TV Take: This season’s dominant, versatile Zags elevate Gonzaga basketball to a ‘new level’
It’s a long way to go back into the memory banks, but maybe, just maybe, UCLA fans of the late 1960s and early 1970s know this feeling.
The feeling that comes with utter domination.
There is no other word to use, at least following Gonzaga’s 79-43 dismantling of USD.
As analyst Richard Fox said just before the KHQ broadcast ended, Gonzaga hasn’t really been challenged in West Coast Conference play. Not yet.
Not by Saint Mary’s. Not by USF. And certainly not by the University of San Diego on Thursday night in the Kennel.

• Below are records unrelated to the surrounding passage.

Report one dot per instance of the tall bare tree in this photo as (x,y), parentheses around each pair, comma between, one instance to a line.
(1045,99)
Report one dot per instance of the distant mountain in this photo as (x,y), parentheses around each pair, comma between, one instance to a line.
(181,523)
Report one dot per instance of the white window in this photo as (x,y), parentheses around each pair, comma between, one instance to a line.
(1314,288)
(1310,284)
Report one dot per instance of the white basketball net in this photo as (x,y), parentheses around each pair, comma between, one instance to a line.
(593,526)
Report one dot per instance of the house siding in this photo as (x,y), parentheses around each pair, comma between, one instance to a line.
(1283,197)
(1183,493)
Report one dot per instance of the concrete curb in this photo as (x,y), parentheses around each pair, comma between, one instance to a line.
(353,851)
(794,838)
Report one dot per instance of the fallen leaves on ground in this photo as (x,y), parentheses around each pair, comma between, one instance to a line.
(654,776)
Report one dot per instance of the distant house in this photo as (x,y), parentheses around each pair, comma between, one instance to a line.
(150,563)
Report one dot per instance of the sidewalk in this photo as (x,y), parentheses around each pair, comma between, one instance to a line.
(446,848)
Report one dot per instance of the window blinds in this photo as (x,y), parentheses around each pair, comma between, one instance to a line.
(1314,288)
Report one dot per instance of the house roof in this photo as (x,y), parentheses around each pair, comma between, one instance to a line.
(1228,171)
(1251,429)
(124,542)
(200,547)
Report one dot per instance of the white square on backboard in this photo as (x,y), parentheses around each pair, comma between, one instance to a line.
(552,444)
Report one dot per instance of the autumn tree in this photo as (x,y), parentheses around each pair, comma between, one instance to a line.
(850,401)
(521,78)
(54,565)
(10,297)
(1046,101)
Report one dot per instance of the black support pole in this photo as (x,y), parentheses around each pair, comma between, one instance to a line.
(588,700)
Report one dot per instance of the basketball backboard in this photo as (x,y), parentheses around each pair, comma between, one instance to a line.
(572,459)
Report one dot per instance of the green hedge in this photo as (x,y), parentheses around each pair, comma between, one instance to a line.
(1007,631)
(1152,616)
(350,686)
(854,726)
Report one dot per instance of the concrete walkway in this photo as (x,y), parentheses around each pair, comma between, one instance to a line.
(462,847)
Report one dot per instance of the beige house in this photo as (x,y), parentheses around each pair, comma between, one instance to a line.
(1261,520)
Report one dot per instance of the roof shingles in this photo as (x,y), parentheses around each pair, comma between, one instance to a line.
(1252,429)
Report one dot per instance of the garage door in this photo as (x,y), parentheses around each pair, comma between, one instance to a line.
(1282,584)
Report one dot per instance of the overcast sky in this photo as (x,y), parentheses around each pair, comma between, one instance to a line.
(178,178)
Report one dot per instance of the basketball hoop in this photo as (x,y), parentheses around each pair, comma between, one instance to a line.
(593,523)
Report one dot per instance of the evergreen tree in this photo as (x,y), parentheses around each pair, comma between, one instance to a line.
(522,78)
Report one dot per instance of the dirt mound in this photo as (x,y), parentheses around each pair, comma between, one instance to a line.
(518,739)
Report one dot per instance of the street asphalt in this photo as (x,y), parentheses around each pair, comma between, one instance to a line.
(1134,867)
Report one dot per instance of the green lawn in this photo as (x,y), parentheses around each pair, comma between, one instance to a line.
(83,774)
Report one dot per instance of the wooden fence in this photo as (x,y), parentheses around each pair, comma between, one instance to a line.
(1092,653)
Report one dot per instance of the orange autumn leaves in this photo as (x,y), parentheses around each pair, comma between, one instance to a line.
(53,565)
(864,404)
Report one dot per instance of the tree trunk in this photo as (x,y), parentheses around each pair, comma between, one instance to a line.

It was, simply, a mismatch.
But it was other things as well. It was a .500 team playing on the road against the nation’s No. 3 team – only a Saturday night win in Malibu away from being No. 1. It was Nigel Williams-Goss having another of those games, with 25 points on 11-of-15-shooting. It was the five USD starters combining to go 11 of 42 from the floor.
And it was at times in the second half, as the Toreros fired up numerous air balls and Gonzaga scored at will, hard to watch.
It was a re-run of about seven other WCC games this season. And re-runs don’t hold a lot of drama. Not that you would have known by folks sitting behind the broadcast crew.
Or maybe it was just one extremely impressed person.
“There is one student in the Kennel,” analyst Dan Dickau said, laughing, early in the second half. “I don’t know if you, the audience on TV, can hear it, but we can hear her in our headphones, that’s for sure.”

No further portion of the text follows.